The trick, the only thing that had hindered this process from coming around sooner, was the availability of lots of coal and the design of a furnace that could get hot enough to liquefy iron.

 

It was in the late 1770’s that perhaps the first large-scale iron structure was built near a town fittingly named "Coalbrookdale." This structure, known officially as “The Iron Bridge,” was constructed by several trailblazers in furnace technology. The bridge was built to span a 200-foot gorge, and though it was completed in 1779, it still stands today.

 

 

Image: Phil Parsons

 

 

Cast iron structures are modular; they could be put together from a repeating combination of prefabricated components. At that time, bolts were not common place, so the cast iron was fit together much like wood joinery, which was the only structural precedent the builders had to look to at the time.

 

 

Images: R. P. Marks and Pete Reed

 

 

Like wrought iron, the aesthetic and stylistic properties of cast iron have been influenced, if not defined, by the process that makes them. The repeating cloned process is capable of capturing intricate details and complex patterns that a blacksmith would dread hammering, and it almost always does so without monotony, as I have never seen a cast iron fence that I found monotonous or boring.

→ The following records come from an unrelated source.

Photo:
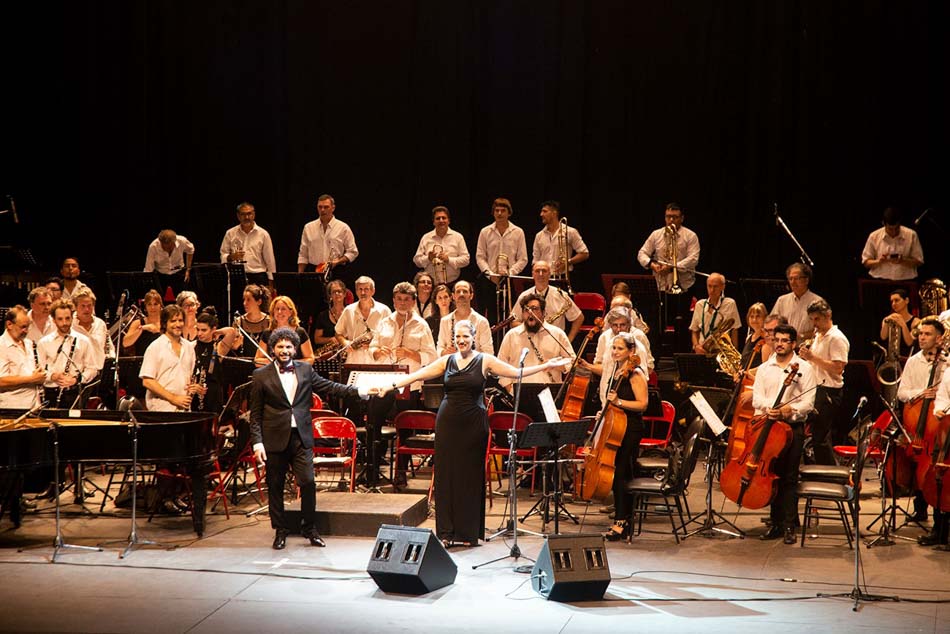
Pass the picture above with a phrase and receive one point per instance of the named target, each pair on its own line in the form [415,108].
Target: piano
[185,438]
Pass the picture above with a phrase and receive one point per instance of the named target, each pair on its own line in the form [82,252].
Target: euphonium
[672,256]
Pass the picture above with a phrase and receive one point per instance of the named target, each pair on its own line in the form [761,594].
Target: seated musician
[463,311]
[559,307]
[796,403]
[68,358]
[543,341]
[168,366]
[710,313]
[283,314]
[902,319]
[941,526]
[358,321]
[915,385]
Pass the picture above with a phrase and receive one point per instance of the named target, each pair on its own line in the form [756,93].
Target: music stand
[552,436]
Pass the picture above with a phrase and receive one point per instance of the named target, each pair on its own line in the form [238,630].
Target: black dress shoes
[790,536]
[774,532]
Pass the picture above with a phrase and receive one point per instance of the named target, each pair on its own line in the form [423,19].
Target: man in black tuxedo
[281,431]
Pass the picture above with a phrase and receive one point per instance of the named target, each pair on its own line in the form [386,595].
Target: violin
[748,479]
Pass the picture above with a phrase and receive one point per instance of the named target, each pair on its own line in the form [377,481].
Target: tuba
[672,256]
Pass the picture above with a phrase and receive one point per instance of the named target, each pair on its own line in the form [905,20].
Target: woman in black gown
[627,391]
[461,434]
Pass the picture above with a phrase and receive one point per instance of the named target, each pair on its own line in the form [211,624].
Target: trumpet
[672,256]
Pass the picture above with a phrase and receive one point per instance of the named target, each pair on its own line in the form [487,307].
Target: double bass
[748,478]
[600,457]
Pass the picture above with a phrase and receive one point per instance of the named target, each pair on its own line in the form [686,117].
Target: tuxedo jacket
[270,409]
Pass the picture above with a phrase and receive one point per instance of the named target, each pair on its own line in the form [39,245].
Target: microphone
[861,405]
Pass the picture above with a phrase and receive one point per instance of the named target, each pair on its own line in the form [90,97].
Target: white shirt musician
[249,243]
[358,322]
[442,252]
[326,240]
[543,341]
[21,374]
[656,253]
[547,242]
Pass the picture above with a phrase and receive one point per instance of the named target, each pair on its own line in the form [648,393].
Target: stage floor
[232,581]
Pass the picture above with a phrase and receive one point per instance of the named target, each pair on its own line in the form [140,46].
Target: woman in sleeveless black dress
[461,434]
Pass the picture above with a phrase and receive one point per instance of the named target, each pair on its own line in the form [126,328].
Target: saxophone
[719,343]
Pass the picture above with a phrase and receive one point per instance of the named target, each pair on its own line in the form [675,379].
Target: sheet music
[551,414]
[702,405]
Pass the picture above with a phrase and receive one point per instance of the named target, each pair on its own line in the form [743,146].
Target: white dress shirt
[544,345]
[830,346]
[319,244]
[257,246]
[800,395]
[17,361]
[795,310]
[453,245]
[687,257]
[167,263]
[55,351]
[351,325]
[881,245]
[555,300]
[915,376]
[414,335]
[483,341]
[546,243]
[172,371]
[492,243]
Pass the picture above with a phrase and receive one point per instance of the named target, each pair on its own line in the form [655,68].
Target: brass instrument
[672,256]
[719,343]
[438,265]
[933,297]
[889,371]
[563,257]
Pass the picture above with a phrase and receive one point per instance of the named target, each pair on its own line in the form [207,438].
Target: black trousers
[300,460]
[784,508]
[827,406]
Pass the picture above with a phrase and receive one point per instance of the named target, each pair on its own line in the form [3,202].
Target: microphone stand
[512,528]
[781,223]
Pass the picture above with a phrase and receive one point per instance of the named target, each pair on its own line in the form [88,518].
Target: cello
[600,457]
[748,478]
[575,387]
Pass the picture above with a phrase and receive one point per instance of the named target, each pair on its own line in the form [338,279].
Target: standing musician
[358,322]
[626,390]
[548,242]
[168,366]
[463,311]
[544,341]
[793,306]
[250,244]
[892,252]
[710,313]
[902,318]
[442,252]
[915,384]
[799,399]
[41,322]
[828,355]
[67,357]
[281,431]
[559,307]
[501,251]
[21,374]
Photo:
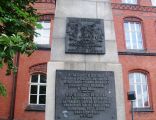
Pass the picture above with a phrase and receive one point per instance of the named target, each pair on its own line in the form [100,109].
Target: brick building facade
[20,107]
[135,29]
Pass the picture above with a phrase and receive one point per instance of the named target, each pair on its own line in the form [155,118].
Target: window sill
[43,46]
[37,108]
[143,110]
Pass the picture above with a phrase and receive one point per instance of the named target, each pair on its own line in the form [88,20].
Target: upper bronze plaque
[85,36]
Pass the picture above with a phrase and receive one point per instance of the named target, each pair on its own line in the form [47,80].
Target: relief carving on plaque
[85,36]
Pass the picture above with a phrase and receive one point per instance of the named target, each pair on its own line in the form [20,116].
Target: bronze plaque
[85,95]
[84,36]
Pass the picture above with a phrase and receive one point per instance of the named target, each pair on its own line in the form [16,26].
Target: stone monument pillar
[84,80]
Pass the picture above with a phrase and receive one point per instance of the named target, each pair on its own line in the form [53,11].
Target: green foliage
[17,22]
[2,90]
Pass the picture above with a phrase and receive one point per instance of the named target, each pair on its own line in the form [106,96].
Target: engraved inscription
[85,36]
[85,95]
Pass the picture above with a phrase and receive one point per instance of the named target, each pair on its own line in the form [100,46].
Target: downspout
[14,86]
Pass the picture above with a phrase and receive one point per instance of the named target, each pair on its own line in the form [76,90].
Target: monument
[84,73]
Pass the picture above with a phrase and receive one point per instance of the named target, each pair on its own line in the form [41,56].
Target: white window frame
[141,83]
[38,84]
[137,31]
[153,2]
[42,38]
[130,1]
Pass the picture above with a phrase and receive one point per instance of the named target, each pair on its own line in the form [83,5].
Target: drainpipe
[14,86]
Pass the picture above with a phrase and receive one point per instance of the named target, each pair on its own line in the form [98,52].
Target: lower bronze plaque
[85,95]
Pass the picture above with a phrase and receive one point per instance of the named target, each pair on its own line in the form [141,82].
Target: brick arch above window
[139,70]
[39,68]
[133,19]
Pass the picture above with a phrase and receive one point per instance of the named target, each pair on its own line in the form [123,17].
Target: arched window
[133,34]
[129,1]
[138,83]
[37,94]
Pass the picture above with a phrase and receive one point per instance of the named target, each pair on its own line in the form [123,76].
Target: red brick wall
[131,62]
[22,94]
[46,7]
[5,101]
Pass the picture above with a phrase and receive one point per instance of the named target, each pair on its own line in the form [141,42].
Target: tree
[17,21]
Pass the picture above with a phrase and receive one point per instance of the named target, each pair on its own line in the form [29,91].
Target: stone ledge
[133,7]
[37,108]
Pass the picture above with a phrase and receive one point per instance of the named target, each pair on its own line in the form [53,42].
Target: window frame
[153,2]
[37,39]
[126,2]
[142,108]
[136,21]
[38,84]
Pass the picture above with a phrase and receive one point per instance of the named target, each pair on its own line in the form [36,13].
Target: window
[129,1]
[37,89]
[153,2]
[44,33]
[133,35]
[138,83]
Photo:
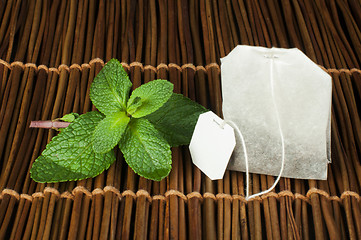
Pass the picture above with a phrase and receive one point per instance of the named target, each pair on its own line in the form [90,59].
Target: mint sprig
[144,126]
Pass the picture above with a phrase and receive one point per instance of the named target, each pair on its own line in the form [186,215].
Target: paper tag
[212,145]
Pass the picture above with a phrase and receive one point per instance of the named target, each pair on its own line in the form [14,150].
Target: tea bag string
[244,144]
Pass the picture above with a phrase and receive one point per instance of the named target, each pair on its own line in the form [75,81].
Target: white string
[244,144]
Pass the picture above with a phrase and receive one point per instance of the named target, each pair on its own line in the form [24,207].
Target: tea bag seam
[231,123]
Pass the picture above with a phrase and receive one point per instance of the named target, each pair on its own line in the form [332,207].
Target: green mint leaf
[152,96]
[145,151]
[69,117]
[70,156]
[109,91]
[109,132]
[176,119]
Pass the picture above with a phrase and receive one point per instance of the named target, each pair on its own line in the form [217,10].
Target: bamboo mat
[50,52]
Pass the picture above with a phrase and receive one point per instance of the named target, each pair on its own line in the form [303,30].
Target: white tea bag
[281,102]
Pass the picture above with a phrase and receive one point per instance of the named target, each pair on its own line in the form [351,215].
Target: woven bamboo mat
[50,52]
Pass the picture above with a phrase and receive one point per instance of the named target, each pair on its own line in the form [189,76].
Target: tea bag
[281,102]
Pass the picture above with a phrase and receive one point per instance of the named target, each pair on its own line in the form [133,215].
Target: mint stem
[48,124]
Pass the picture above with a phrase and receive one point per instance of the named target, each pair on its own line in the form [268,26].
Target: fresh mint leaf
[109,131]
[70,156]
[145,151]
[109,91]
[152,96]
[176,119]
[70,117]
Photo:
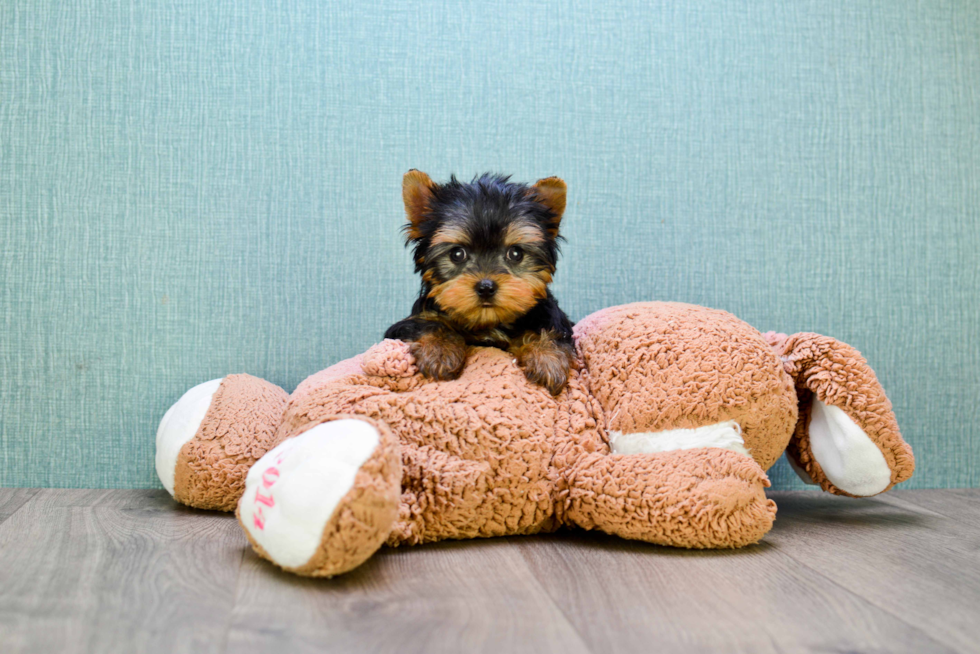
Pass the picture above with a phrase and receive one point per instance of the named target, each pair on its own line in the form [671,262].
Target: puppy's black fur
[486,251]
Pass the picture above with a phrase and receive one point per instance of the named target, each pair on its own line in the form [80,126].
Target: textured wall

It is in this detailing that a piece’s quality becomes apparent. When compared to modern, off-the-shelf cast iron patterns (which, these days, are actually more often hollowed steel or even aluminum) there is a major gap in richness. When comparing fences, they seldom have the sturdy, hefty posts and detailed bevels, motifs, and forms that were incorporated in cast iron fences up until the middle of the twentieth century.

 


 Images: UGArdener and Torrey Wiley

 

 

Whether cast or wrought, ironwork has a considerable impact in the landscape. In both residential and urban settings, this material, and the many shapes it can take, states with pride that it is of an earlier time. Sometimes it is stated in the sense of style or craftsmanship, detailing done in a level of quality and skill that has been all but lost. Other times the age of the piece can be biologically determined, by looking at a century-old tree trunk that has fused itself into the rails and pickets of a fence.

 

The tree, of course, yielded to the metal frame of the fence because it is a growing organic organism, but I feel that this phenomenon serves as a symbol in the landscape. Just as this grotesque growth proves that the fence predates the centenarian tree, it will likely outlive those people that have enjoyed its beauty. Ironwork lends character to a landscape by speaking to a visitor in a language that is rare, but understood by all. In the landscape ironwork speaks of an earlier time.